The diagnostic process, for DD2, was the ADOS assessment and a parental interview called the 3Di. The 3Di was very reassuring, because you're asked lots and lots of questions, and your answers are put into the computer programme. At the end it collates the results into 4 domains (Social reciprocity, Communication, non-verbal communication, and restrictive/repetitive behaviours and interests) and gives a score for each. The report we got also gave the minimum score for clinical significance and the maximum score available. DD2 scored 24.2 for social reciprocity - the maximum score was 30 and the minimum score for clinical significance was 10, so we could see that she had 'qualified' by a long way.
For DD2, the fact that someone actually said to her 'you have autism' and explained that the autism means that she finds some social situations hard and that she needs extra help to understand the 'rules' of communication, was really helpful.

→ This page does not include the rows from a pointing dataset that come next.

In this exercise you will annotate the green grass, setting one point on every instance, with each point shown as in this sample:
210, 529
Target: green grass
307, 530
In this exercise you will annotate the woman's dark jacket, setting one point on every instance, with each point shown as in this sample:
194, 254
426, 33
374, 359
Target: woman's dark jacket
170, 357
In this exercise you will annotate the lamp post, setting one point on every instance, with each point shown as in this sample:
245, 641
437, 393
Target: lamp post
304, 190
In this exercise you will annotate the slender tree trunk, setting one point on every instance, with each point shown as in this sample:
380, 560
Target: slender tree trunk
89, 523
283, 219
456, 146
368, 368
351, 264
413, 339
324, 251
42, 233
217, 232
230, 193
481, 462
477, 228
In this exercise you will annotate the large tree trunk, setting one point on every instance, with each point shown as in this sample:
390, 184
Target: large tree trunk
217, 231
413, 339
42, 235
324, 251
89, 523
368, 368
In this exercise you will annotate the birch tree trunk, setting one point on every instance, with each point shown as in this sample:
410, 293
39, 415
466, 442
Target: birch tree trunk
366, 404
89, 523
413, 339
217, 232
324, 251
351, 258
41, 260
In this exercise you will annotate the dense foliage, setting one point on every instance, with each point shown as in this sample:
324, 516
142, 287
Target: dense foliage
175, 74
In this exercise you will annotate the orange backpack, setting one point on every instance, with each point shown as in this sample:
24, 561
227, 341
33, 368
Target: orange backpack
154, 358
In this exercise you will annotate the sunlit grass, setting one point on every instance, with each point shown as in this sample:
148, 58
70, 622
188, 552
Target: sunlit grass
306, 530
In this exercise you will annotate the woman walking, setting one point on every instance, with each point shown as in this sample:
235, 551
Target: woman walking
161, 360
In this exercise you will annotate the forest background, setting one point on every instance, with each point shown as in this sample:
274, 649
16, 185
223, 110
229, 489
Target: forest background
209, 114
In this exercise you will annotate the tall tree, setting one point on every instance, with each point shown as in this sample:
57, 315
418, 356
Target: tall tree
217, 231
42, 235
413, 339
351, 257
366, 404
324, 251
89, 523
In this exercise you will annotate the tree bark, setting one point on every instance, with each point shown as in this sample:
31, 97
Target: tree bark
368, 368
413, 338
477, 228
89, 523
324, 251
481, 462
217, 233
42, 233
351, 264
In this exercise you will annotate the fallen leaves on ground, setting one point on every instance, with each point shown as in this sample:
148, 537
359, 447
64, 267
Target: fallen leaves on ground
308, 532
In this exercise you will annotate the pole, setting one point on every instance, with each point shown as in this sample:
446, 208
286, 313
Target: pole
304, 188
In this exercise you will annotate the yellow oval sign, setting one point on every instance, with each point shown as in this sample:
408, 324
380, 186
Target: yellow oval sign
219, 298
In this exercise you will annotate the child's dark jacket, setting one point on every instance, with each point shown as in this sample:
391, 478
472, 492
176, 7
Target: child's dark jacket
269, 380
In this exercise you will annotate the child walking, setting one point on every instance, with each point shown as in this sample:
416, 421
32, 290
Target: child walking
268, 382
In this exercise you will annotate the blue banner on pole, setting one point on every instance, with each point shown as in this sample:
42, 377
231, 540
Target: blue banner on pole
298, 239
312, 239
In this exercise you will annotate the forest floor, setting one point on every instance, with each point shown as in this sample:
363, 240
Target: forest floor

Suddenly she understood why she finds it impossible to ask teachers for help, why she wants to be invisible in class, why she doesn't like change, why she still puts things in her bag so it feels the same weight on days when she doesn't need to take anything to school, why she's so drained after school, etc.
Also, it's helped because school are aware of her needs. They make sure she's sitting near the teacher, so she can ask for help discreetly and they can notice if she needs help. She has a '2 minute early' pass so she isn't so anxious when she's moving to the lunch hall/leaving school. She has a toilet pass so she can use the toilets during lessons. They've just done assessments for access arrangements. She's done too well to qualify for extra time, but they are going to give her a quiet room and rest breaks, so that if she gets flummoxed, she can turn her exam over and raise her hand, then the time will stop while she calms down and thinks, then she'll turn her paper back over and the timer will start again.
Many of her wider social circle don't know about her diagnosis. I think she has told her very close friends.